I'll use browsers/webviews for prototyping tools or short lived tools as that is quicker to throw a GUI on, especially compared to an immediate mode gui, but the sandbox nature of the browser is what will get one when it comes to local apps and it will need that local server.
 

o0Wiggyo

New Member
That's a very sharp and insightful question. We use a modern, hybrid architecture to get the best of both worlds:

*GUI (Runs in the browser):** The user interface is built with Next.js and React, running in your browser for a fast, interactive experience.

*Critical Logic (Runs on the server):** For all the important tasks that require precision and power—like generating a **true CMYK PDF** or running AI features—we use **Next.js Server Actions**. When you click a button for one of these features, the request is securely handled by our server backend. This bypasses the browser's sandbox limitations and color management issues, ensuring professional-grade, accurate results.

*Data Persistence (Runs in the browser... for now):** For this alpha version, all your data (jobs, color history, etc.) is stored in your browser's `localStorage`. This makes it fast, completely private, and available offline.

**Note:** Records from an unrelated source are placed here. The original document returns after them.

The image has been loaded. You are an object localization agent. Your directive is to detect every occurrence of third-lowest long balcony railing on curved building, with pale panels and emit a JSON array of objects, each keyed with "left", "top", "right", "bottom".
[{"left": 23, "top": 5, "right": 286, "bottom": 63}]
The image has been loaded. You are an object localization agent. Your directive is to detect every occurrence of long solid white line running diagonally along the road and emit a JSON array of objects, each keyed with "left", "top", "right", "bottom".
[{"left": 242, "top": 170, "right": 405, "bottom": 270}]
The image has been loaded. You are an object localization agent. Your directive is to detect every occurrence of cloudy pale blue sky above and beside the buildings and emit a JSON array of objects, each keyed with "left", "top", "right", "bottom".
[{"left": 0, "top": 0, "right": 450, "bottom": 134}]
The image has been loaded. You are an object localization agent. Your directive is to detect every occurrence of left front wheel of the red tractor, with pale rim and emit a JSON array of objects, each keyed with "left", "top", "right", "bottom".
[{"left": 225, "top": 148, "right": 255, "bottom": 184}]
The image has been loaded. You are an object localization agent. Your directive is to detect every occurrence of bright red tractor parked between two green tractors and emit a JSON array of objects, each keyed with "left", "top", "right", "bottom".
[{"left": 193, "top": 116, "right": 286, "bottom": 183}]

The trade-off is that your data is tied to a single browser. For the full production release, we plan to migrate this to a cloud database to enable user accounts and cross-device syncing.

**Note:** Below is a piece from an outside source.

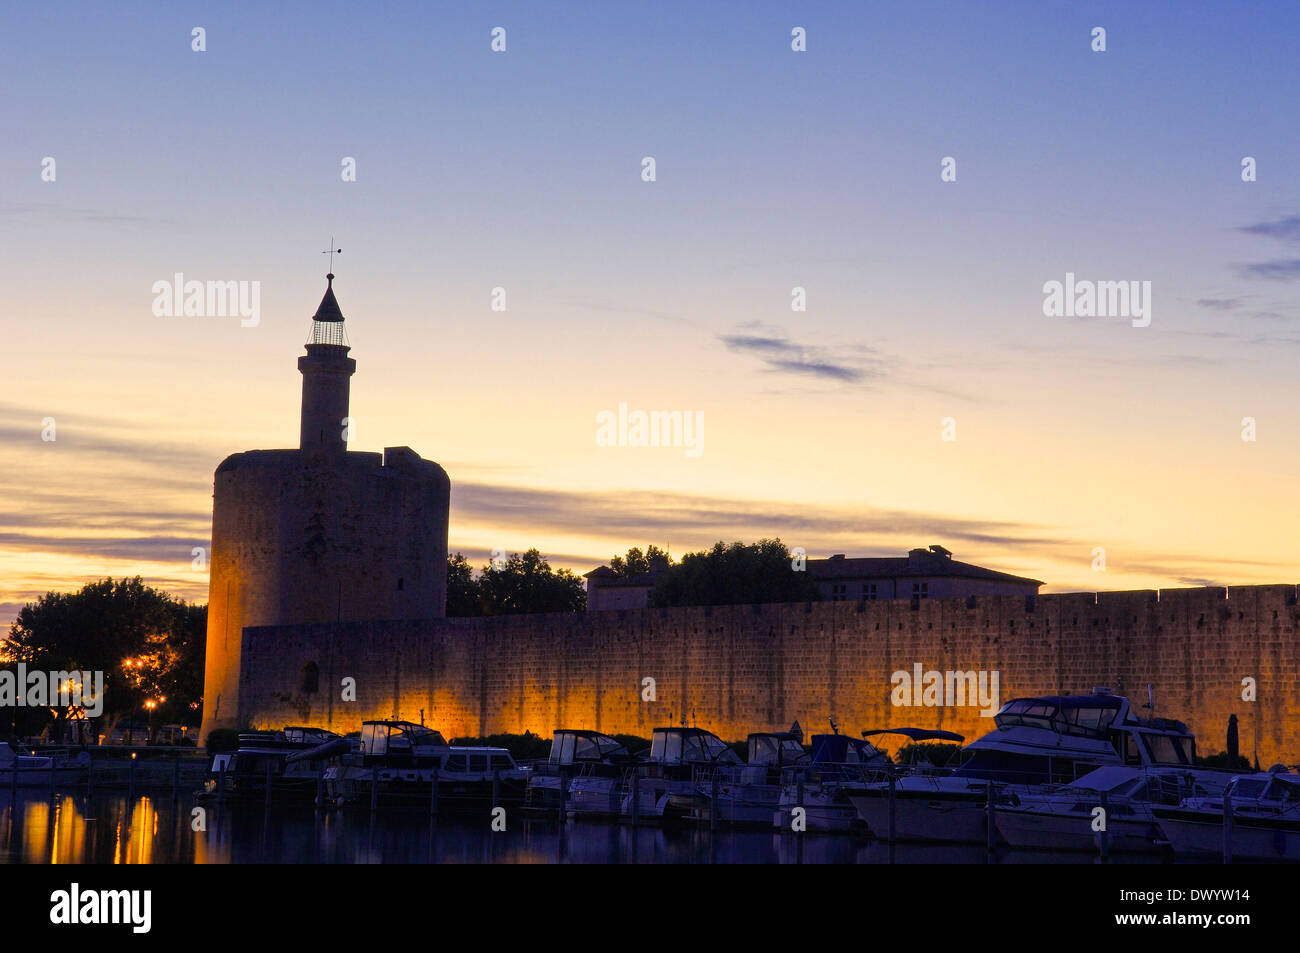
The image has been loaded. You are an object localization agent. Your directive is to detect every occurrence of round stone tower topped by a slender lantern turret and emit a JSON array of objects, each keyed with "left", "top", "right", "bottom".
[{"left": 200, "top": 274, "right": 451, "bottom": 744}]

This approach gives the app a responsive interface while ensuring the critical color and generation logic is handled with the accuracy and power it needs.
 

WildWestDesigns

Active Member
*Critical Logic (Runs on the server):** For all the important tasks that require precision and power—like generating a **true CMYK PDF** or running AI features—we use **Next.js Server Actions**. When you click a button for one of these features, the request is securely handled by our server backend. This bypasses the browser's sandbox limitations and color management issues, ensuring professional-grade, accurate results.

Ok, so the app is not local. When I use browser for gui, it's with a C backend for the local host and everything is local and it's not tied to the .config folder of the browser (which is important given the next bit) and can directly interface with hardware due to that backend.
*Data Persistence (Runs in the browser... for now):** For this alpha version, all your data (jobs, color history, etc.) is stored in your browser's `localStorage`. This makes it fast, completely private, and available offline. The trade-off is that your data is tied to a single browser.
Be careful here. Local storage may be deleted if the user is running cleaning programs (some have it as a default option as well, may happen even with indexedDB as well). May want to have some type of backup format: json (although depends on size of what this could be as well), sqlite (my favorite).

EDIT: Oh I see, you plan to move this to offsite storage, rendering the suggestions moot.